Odzyskała równowagę w powietrzu, wypatrując tego, kto ośmielił się przeprowadzić zamach na jej życie, zdrowie i cnotę. Nikogo takiego w okolicy nie było, więc zaczęła szukać przedmiotu, który ją ugodził. Po chwili odnalazła go...
...świetnie, akurat czegoś takiego potrzebowała.
***
Kohaku Suzumiya
Potężne wstrząsy poruszyły stropem podziemi. Mogło to oznaczać dwie rzeczy - albo ponownie seria trzęsień ziemi nawiedziła Gensokyo, albo ktoś na powierzchni bawi się w geologa i najwidoczniej świetnie się przy tym bawi, bo nawet nie ma zamiaru przestać. Na trzęsienie ziemi jednak drgania były trochę za słabe, chociaż lekko irytowały.
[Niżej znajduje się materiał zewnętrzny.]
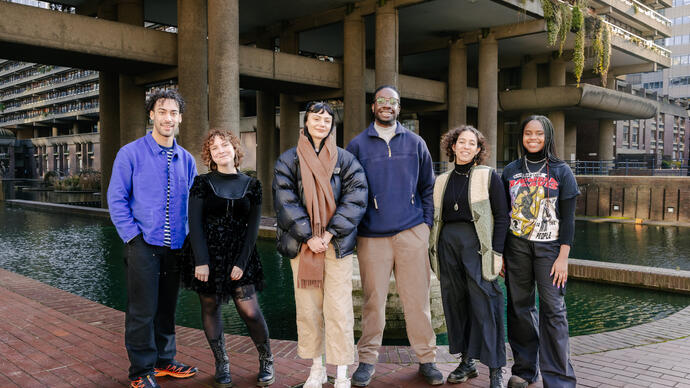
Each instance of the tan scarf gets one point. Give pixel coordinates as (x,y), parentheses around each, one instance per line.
(316,171)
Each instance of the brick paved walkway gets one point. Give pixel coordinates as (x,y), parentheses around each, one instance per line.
(51,338)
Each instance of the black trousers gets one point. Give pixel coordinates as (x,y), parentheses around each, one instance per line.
(153,279)
(539,343)
(473,306)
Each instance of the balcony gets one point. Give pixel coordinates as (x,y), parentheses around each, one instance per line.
(52,101)
(89,76)
(634,13)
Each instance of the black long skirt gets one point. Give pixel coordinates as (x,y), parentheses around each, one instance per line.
(473,306)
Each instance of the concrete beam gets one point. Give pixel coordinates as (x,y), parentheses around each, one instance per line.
(71,33)
(593,101)
(472,37)
(321,19)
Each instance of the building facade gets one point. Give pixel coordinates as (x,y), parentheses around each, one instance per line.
(53,113)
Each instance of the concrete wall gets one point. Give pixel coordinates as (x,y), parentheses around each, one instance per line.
(648,198)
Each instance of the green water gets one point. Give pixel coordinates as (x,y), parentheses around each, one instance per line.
(84,256)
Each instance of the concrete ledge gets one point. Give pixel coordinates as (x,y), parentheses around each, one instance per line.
(630,275)
(58,208)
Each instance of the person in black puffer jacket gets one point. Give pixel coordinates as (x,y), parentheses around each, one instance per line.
(317,230)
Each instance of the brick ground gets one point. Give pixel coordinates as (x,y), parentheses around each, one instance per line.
(51,338)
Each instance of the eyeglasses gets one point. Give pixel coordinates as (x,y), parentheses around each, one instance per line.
(392,101)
W okolicy panowało poruszenie - a nuż to oznaka jakiejś wielkiej balangi na górze, iż mogłaby poruszyć góry? A może jakiś wielki przeciwnik pojawił się, dając okazję do innego rodzaju zabawy na świeżym powietrzu? Tak czy owak - coś się działo na powierzchni, i musiało to być na tyle silne, by zwrócić na siebie uwagę nawet w podziemiach.
Alstar
Było dość wcześnie, jednak jemu to nie przeszkadzało. Akurat łowił ryby, mając nadzieje na zdobycie posiłku na śniadanie oraz ewentualnego towaru na jego zwyczajowy handel w wiosce. I wszystko układało się po jego myśli - już parę udało mu się wyłowić, ale dzisiaj nie było mu dane spokojnie sobie połowić. Po trzeciej sztuce z niewiadomego powodu ryby zaczęły wariować, pływać jak oszalałe w w zbiorniku wodnym. Przyczyną były wstrząsy, wyraźnie wyczuwalne pod powierzchnią gruntu. Rozejrzał się... bambus mu przeszkadzał. Nic nie widział. Kolejne trzęsienie ziemi? Jakoś tak za rytmiczne te wstrząsy.
Shijima Kyomen
Podobnie sytuacja przedstawiała się o Shiji, tyle tylko, że nie musiała jeść. Ot, spędzała sobie spokojnie poranek w lesie magii na szukaniu jakiegoś zajęcia, gdy poczuła intensywne wstrząsy. Nie wyglądało jej to na trzęsienie ziemi - zbyt silne, zbyt rytmiczne. Poza tym, drzewa się nie waliły, przynajmniej na razie. Jednak była na tyle blisko by stwierdzić, że dochodzą one z Misty Lake. Czyżby kolejny dziwny wymysł mieszkańców Rezydencji Szkarłatnego Diabła? A może niebianie kolejny raz urządzają sobie jakieś dziwne zawody... bądź też kolejnej osobie się nudzi? Jedno było pewne... coś chłodno się zrobiło. Jeszcze przed chwilą było tak jakby o pięć stopni cieplej.